René Barrière et ses descendants québécois

(Un dossier sur la famille Barrière )
Par ROLAND BARRIÈRE

accueilsuivant 


Préface.

Ceux qui liront ce livre conviendront de son authenticité et de son originalité. En effet, l'auteur fait preuve du souci d'exactitude du généalogiste, du sens de la vérité propre à l'historien et, par surcroît, du charme naturel de l'anecdotier.

Roland Barrière, beau-frère et ami, m'a associé à cette préoccupation constante depuis surtout les dix dernières années; il me faisait part de ses découvertes et me confiait ses difficultés. Je me suis plu à lire ses premiers jets littéraires, à les relire aussi puisque peu d'écrivains n'ont su mieux que lui appliquer le conseil de Boileau «vingt fois sur le métier, remettez votre ouvrage... ». Voilà pourquoi, je crois, il me fait l'honneur et le plaisir de préfacer ce «dossier» de la famille Barrière.

L'auteur étant lui-même un Barrière, il me semble qu'il ne s'est pas suffisamment identifié. Rien ne s'objecte à ce que le préfacier comble cette lacune. Né à Montréal, le 12 octobre 1921, Roland Barrière est issu d'une famille de 8 enfants, dont 5 filles et 3 garçons. Il a fait ses études secondaires à l'École Supérieure Richard, à Verdun, et ses études universitaires à l'École des Hautes Études Commerciales de Montréal.

En 1947, il devenait membre de l'Ordre des comptables agréés. Fait intéressant à signaler, ses frères René (aujourd'hui décédé) et Jean sont tous deux aussi, comptables agréés. Il a été associé senior de la firme Bastien et Barrière, devenue aujourd'hui Normandin, Seguin & Ass. Cette firme jouit d'une réputation bien assise a mari usque ad mare.

Dans l'exercice de sa profession, Roland Barrière fait sa marque comme conseiller en gestion administrative et dans le règlement de successions. Dans sa vie privée, il est connu pour sa ponctualité, son souci de l'exactitude, sa jovialité, son attachement à la famille et son attrait pour les coutumes et la stabilité des institutions politiques, religieuses et sociales.

Les principaux traits du caractère et du comportement de l'auteur se reflètent dans le style, la composition et le message de cet œuvre, ainsi que dans la précision et la maîtrise qui s'en dégage.

Le mode de vie de l'ancêtre René Barrière et de ses descendants correspond à celui des Canadiens Français des XVIIIe et XIXe siècles.

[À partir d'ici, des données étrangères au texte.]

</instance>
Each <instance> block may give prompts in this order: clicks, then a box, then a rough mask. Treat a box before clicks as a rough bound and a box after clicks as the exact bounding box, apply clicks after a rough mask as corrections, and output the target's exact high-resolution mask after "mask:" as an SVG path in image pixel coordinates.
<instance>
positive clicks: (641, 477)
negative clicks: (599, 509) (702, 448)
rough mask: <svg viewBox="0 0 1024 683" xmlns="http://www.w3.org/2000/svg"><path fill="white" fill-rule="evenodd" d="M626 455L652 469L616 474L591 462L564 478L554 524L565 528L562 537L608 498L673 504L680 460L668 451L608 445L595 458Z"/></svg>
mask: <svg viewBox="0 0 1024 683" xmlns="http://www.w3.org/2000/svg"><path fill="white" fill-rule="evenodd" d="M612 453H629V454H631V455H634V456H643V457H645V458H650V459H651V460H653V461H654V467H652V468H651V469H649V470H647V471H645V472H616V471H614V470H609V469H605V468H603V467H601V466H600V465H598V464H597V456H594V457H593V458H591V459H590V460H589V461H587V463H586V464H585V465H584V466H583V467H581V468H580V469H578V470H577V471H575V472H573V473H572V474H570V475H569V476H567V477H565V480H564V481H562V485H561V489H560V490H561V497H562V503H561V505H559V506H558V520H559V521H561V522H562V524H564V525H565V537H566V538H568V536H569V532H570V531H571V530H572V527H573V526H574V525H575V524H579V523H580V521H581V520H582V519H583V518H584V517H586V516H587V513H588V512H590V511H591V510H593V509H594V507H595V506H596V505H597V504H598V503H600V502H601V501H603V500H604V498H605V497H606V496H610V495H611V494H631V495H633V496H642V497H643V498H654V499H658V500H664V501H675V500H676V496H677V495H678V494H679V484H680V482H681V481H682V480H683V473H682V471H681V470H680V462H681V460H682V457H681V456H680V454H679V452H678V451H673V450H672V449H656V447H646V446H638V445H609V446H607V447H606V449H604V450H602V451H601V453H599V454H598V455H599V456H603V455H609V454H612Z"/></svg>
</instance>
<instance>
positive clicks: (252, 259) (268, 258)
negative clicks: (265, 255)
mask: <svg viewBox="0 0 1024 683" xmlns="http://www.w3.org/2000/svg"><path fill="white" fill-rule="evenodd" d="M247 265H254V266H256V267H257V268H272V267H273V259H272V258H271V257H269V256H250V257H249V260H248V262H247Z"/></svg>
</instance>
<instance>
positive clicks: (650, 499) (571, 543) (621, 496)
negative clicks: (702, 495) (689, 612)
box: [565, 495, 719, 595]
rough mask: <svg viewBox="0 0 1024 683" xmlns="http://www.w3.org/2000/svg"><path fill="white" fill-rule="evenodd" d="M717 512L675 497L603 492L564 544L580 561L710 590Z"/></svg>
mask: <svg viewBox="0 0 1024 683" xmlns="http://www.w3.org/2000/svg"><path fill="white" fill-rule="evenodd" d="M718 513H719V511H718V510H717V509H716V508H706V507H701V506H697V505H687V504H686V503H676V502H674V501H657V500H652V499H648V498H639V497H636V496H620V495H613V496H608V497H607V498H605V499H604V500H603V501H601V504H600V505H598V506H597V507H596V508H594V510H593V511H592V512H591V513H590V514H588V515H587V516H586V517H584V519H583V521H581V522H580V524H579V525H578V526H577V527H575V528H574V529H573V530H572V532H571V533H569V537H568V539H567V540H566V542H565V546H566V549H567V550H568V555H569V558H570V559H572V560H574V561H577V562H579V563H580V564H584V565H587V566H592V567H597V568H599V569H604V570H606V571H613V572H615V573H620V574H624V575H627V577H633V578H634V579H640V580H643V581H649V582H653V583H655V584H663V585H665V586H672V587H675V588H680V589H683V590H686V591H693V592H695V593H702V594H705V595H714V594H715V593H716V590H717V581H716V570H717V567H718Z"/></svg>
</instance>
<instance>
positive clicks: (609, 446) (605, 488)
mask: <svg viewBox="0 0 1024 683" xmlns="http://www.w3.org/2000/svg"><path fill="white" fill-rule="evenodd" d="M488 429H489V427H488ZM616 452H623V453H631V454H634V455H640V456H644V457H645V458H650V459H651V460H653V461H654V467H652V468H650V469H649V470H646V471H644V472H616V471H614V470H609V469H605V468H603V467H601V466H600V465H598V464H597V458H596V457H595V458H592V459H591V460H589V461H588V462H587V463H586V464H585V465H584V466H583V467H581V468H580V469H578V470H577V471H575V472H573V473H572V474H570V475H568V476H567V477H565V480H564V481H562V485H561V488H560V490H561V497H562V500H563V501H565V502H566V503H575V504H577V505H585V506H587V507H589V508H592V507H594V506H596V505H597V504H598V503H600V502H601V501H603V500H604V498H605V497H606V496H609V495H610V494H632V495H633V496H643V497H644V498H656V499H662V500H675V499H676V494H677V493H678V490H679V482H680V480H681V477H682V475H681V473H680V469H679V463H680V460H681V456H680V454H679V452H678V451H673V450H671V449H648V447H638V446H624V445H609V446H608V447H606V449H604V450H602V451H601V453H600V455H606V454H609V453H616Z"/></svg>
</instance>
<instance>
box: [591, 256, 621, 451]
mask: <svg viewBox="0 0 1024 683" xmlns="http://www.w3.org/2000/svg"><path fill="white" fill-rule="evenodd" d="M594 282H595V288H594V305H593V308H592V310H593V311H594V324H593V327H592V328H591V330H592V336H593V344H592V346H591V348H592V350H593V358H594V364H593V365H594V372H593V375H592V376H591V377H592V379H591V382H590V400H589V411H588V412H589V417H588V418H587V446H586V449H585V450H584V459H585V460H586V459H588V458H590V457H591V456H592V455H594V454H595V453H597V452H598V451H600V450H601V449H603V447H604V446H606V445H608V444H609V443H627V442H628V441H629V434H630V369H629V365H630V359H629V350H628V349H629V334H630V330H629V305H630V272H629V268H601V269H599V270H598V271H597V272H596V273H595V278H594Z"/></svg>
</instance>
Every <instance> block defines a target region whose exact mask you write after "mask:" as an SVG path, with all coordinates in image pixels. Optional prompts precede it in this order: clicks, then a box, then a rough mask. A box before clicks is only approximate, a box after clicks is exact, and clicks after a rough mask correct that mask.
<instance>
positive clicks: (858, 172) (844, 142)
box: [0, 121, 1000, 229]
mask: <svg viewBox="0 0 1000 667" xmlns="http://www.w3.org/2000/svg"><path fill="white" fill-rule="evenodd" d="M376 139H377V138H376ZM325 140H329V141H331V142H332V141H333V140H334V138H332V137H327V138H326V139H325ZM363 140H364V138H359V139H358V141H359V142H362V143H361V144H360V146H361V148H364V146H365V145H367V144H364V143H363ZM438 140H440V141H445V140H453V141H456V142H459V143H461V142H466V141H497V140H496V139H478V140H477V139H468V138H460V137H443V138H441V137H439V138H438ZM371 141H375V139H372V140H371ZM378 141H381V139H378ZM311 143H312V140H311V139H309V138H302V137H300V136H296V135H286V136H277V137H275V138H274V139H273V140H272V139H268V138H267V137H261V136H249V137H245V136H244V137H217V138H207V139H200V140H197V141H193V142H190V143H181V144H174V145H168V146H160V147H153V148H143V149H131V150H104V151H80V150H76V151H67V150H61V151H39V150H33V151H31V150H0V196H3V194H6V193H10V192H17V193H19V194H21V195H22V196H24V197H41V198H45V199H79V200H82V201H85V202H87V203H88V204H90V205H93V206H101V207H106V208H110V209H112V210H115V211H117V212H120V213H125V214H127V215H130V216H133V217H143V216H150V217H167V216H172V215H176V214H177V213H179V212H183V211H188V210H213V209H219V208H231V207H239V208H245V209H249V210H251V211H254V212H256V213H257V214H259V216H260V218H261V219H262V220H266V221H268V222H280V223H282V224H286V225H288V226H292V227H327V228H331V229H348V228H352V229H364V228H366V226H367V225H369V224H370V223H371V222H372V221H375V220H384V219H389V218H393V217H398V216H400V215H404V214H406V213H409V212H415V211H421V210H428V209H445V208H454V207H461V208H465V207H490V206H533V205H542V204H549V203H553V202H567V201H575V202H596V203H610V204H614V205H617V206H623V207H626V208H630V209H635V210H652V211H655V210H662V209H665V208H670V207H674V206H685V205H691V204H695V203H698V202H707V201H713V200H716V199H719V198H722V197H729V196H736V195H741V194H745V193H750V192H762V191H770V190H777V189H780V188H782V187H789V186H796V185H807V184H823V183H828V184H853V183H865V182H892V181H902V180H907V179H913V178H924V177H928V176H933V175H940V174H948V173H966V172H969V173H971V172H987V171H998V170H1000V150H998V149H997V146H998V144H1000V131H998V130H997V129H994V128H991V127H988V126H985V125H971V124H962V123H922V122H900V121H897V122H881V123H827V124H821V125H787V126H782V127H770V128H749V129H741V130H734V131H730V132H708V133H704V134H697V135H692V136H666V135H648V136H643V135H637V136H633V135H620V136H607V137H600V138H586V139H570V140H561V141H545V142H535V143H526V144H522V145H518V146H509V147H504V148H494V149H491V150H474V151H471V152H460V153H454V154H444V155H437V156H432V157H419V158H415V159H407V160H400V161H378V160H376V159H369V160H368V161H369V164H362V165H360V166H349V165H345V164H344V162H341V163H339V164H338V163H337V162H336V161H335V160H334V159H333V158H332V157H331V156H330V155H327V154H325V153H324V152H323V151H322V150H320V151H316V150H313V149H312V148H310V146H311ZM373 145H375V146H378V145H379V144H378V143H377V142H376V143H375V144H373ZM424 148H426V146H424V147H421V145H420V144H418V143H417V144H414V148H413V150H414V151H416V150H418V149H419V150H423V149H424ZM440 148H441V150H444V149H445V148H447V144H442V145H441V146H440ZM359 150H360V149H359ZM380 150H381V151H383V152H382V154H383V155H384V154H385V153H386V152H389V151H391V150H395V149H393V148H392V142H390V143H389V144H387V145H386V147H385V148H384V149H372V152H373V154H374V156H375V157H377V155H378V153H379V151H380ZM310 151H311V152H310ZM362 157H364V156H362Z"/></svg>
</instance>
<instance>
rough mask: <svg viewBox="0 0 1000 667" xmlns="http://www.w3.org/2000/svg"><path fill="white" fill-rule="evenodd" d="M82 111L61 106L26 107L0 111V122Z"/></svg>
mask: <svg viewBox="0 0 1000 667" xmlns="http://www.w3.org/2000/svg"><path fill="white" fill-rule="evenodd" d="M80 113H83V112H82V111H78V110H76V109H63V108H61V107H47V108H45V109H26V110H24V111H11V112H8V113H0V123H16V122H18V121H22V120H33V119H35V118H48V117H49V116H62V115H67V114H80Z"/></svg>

Les mariages en secondes noces étaient fréquents à l'époque et la famille comptait souvent entre 10 et 20 enfants. René, lui, est le père en premières noces de 10 enfants, et en secondes noces de II enfants. Ils étaient colons ou artisans; René, lui, était cordonnier. Ses descendants sont pour la plupart devenus cultivateurs dans les régions de Richelieu, de St-Mathias et de Lacolle. Un bon nombre a préféré l'agitation de «la grande ville », surtout dans la première moitié du siècle actuel; le père de Roland, Pierre, fut l'un de ceux-là. Certains ont émigré aux États- Unis dans le but d'y trouver une meilleure pitance; ils se sont faits « Gates».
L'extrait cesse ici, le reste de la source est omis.